Legislation to regulate stablecoins that’s being drafted in the US House of Congress would place a two-year ban on coins similar to TerraUSD, the algorithmic stablecoin that collapsed earlier this year.
Under the latest version of the bill, it would be illegal to issue or create new “endogenously collateralized stablecoins,” according to a copy obtained by Global Crypto. The definition would kick in for stablecoins marketed as being able to be converted, redeemed or repurchased for a fixed amount of monetary value, and that rely solely on the value of another digital asset from the same creator to maintain their fixed price.
TerraUSD, also known as UST, was designed to maintain a 1-to-1 peg to the US dollar through an algorithm and trading in a sister token called Luna. That experiment failed spectacularly when UST crashed in May, resulting in billions of dollar of losses and prompting policymakers to take renewed interest in stablecoins.
The draft legislation would mandate a study on Terra-like tokens from Treasury in consultation with the Federal Reserve, the Office of the Comptroller of the Currency, the Federal Deposit Insurance Corp., and the Securities and Exchange Commission.
House Financial Services Committee Chairwoman Maxine Waters and Ranking Member Patrick McHenry have been working to reach an agreement on the stablecoin legislation, though people familiar with the discussions said it’s unclear if McHenry, a Republican, has approved the latest draft. Terms of the proposal could still change before a final version is released.
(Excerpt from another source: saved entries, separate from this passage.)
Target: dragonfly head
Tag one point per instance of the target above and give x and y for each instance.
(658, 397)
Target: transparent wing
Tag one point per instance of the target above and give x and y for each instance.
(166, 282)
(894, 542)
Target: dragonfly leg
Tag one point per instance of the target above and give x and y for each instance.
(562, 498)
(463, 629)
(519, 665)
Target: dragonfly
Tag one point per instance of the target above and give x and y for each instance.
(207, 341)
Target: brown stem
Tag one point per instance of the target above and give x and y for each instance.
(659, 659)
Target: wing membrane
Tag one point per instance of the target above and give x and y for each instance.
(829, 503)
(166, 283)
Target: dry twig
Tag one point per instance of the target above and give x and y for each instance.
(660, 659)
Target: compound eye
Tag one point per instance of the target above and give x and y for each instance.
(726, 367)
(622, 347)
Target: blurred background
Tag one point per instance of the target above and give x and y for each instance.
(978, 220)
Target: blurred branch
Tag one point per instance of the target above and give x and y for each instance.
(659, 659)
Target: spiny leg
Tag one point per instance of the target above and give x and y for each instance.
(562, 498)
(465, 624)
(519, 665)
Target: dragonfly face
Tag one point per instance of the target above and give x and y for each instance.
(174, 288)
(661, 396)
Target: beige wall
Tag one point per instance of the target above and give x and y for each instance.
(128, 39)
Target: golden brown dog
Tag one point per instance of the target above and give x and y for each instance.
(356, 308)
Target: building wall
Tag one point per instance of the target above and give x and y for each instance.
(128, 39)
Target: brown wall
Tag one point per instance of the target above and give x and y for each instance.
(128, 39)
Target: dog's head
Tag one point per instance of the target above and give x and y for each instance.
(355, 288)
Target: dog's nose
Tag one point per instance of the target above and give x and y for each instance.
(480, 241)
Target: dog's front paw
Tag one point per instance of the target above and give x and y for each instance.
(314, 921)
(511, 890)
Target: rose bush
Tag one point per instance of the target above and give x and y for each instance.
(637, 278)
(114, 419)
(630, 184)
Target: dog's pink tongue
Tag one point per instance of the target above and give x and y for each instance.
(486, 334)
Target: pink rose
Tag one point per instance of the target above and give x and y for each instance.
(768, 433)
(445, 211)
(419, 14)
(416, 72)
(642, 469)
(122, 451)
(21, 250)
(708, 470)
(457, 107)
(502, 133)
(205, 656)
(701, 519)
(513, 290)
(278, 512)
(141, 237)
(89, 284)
McHenry and Waters’s offices didn’t return a request for comment.
In addition to addressing what unfolded with Terra, the bill would allow banks and nonbanks to issue stablecoins. Bank issuers would seek approval from their typical federal regulators, such as the OCC. The legislation would direct the Fed to establish a process for making decisions on applications from nonbank issuers.
The bill would also preserve a role for state regulators. Nonbank stablecoin issuers approved at the state level and that register with the Fed within 180 days of that approval would be able to operate under the bill.
It’s possible the panel could vote on the bill as early as next week, the people familiar with the discussions said. But Brad Sherman, one of the most senior Democrats on the committee, told Bloomberg Tuesday that a markup date hasn’t yet been decided.
The panel’s window for considering the bill before the end of the year is shrinking, with the upcoming midterm elections throwing a wrench into the process.